The heart-ache, and the thousand natural shocks

That Flesh is heir to? ‘Tis a consummation

Devoutly to be wished. To die, to sleep,

perchance to Dream; aye, there’s the rub,

For in that sleep of death, what dreams may come,

When we have shuffled off this mortal coil,

Must give us pause.

2 thoughts on “To Be or Not to Be”

  1. Really good and well expressed thoughts, Rich. Mid-career I begin forcing myself to put gaps between the end of one thing and the start of something else.
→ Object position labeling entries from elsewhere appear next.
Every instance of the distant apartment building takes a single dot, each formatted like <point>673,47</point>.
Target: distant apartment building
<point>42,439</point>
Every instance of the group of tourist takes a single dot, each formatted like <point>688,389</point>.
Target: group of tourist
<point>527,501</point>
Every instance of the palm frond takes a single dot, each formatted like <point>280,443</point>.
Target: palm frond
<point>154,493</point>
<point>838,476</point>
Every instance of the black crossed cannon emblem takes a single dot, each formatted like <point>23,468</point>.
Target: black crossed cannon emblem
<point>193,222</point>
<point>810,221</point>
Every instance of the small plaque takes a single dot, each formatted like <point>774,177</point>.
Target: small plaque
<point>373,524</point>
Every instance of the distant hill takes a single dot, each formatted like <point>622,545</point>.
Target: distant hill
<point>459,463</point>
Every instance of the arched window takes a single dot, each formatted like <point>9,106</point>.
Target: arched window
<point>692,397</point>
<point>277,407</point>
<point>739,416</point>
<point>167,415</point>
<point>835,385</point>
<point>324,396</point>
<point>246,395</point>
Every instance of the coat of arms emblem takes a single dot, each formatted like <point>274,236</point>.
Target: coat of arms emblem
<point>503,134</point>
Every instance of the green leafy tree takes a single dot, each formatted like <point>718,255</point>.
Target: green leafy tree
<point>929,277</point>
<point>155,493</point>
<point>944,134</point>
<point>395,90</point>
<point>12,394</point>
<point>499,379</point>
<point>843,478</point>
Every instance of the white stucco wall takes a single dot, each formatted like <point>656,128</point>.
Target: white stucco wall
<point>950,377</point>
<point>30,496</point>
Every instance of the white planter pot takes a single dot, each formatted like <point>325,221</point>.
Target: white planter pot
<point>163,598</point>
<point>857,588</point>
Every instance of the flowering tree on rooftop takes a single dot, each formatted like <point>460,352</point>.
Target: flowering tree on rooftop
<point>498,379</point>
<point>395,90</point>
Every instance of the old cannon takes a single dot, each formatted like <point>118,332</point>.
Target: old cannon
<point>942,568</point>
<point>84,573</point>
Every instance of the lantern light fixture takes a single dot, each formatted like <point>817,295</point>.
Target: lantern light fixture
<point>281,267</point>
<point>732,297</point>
John Nesbitt described this approach in his book “MegaTrends.” He called these transitions from one phase to another “periods of parenthesis,” and he was keen to point out that it was in these periods that opportunities occur, innovative new ideas and inventions happen uniquely at this point. Smart people try hard to lengthen these periods of parenthesis, making them last as long as they can, thus maximizing their opportunities and possibilities. Those less tolerant of ambiguity tend to try to make sure their next move is “all lined up,” sometimes before even ending what they’re doing now. I’ve found from personal experience that John Nesbitt was very right.

    1. I don’t disagree or deny that, I just haven’t been good at doing it. I never line up the next gig first, but as soon as I leave I tend to jump into another and have never taken the time in between you and Nesbitt suggest. My loss.